The House of Cupcakes is not as trendy-looking as the 1950s-style Magnolia Bakery. The interior looks a little too sterile for a local bakery with its bright-white walls, white-tiled floors and glaring fluorescent lights. The large serving counter prevents customers from getting an intimate view of the day's cupcake selection.
The temptation can be irresistible, however. A 9-year-old boy in line couldn't help but shout out his six favorite flavors. At $2.25 a cupcake, it is a pricy mistake to choose the wrong flavor. After picking out six flavors with the assistance of the enthusiastic staff, the total rang up to $11.25. The House of Cupcakes offers a deal to soften the indulgence, though: buy half a dozen cupcakes and get the seventh free.
Unfortunately, there is no place to sit and enjoy the cupcakes inside the store. For now it is purely a take-out business, which takes away from the usual boutique-bakery charm. There are no costumers relaxing inside, enjoying their selections.
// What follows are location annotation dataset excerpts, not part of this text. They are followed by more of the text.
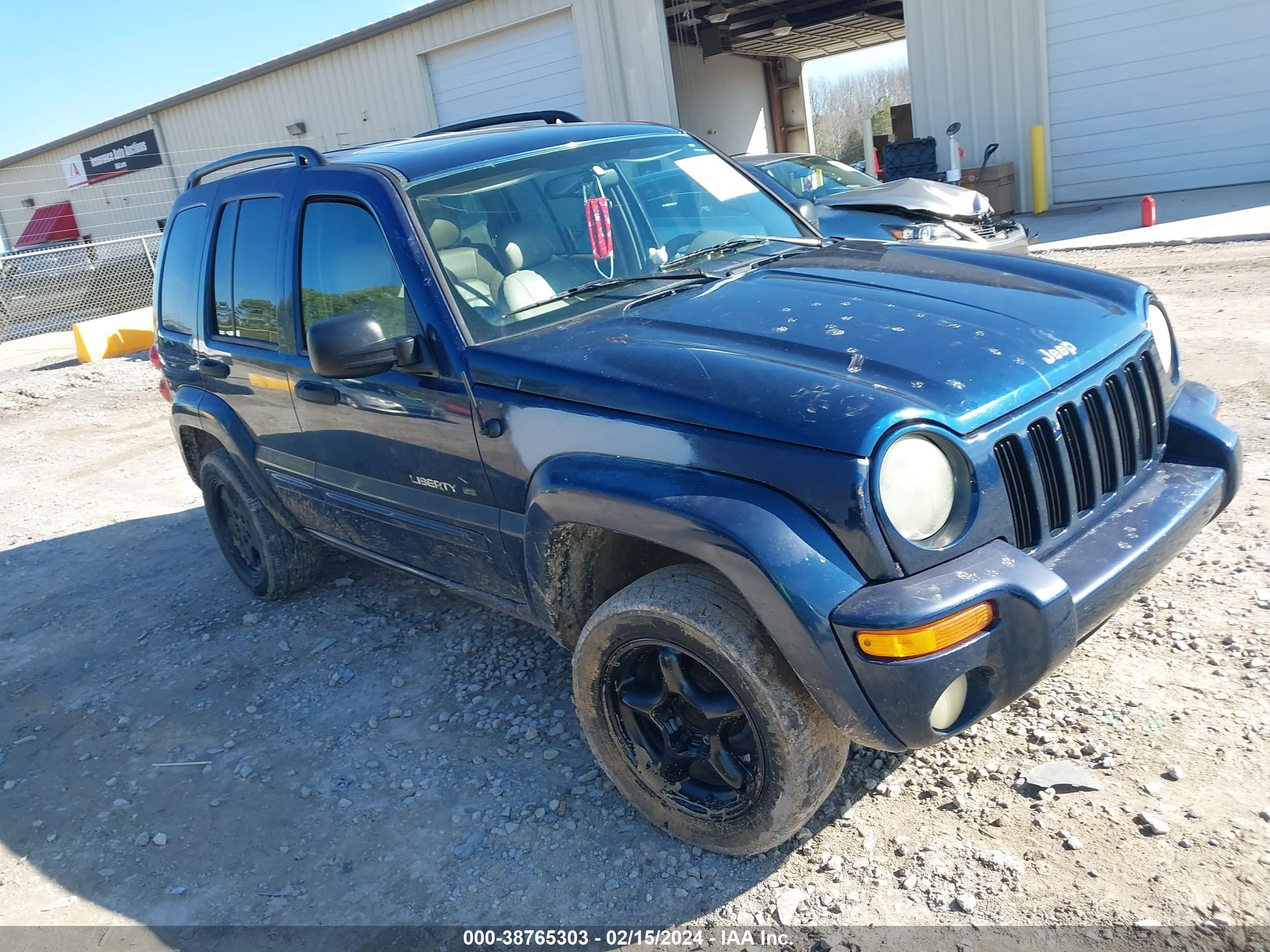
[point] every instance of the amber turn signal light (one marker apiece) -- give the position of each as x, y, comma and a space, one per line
927, 639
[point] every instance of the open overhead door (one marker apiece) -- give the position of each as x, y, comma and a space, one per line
1158, 96
532, 65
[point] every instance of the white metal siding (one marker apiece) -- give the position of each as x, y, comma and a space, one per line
980, 63
374, 89
723, 100
1158, 96
530, 67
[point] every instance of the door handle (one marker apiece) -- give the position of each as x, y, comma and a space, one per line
214, 369
317, 393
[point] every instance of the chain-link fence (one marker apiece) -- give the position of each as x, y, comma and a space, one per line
51, 289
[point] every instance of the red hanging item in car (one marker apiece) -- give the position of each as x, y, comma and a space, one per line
600, 228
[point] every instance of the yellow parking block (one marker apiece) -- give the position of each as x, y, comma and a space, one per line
115, 336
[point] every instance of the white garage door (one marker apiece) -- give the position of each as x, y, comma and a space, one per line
1158, 96
534, 65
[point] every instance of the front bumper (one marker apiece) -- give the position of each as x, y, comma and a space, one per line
1044, 607
1014, 243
There is no instant gratification with these cupcakes unless you walk out with the cupcake unwrapped and in hand.
The House of Cupcakes boasts a wide and unique selection of twists on the traditional cupcake. With more than 20 flavors, it is hard not to get excited about trying new concoctions like Peanut Butter Delight, Coconut Snowball, Butterscotch by Gosh and Chocolate Oreo, to name a few. Each cupcake looks perfectly prepared, the icing swirled to a perfect point with individual toppings to match each flavor. The Glad It's Sundae mimics an ice cream sundae with white icing, chocolate icing and a cherry.
Unfortunately, the appearance of each cupcake was more sumptuous than the actual taste. Somewhere between the design and the new flavors, The House of Cupcakes lost sight of the beautiful simplicity of a moist cupcake topped with sweet but not-too-sugary, icing. The Carrot Spectacular, Glad It's Sundae, Chocolate Oreo and Chocolate Buttercream were all dense and slightly dry. The Carrot Spectacular tasted more like thick spice cake than a light and fluffy carrot cake. Each cupcake was topped with ultra-sweet frosting whether it was traditional vanilla, buttercream or cinnamon flavored. The consistency and the sweetness were the same across flavors, and each icing tasted as if it were trying to mask the blandness of the actual cupcake.
The House of Cupcakes prides itself on baking fresh batches throughout the day and using ingredients from Belgian chocolate to Madagascar Bourbon vanilla, but before it shoots for the stars, it needs to refocus on the delicious and simple basics of the traditional cupcake.
House of Cupcakes is located at 30 Witherspoon Street.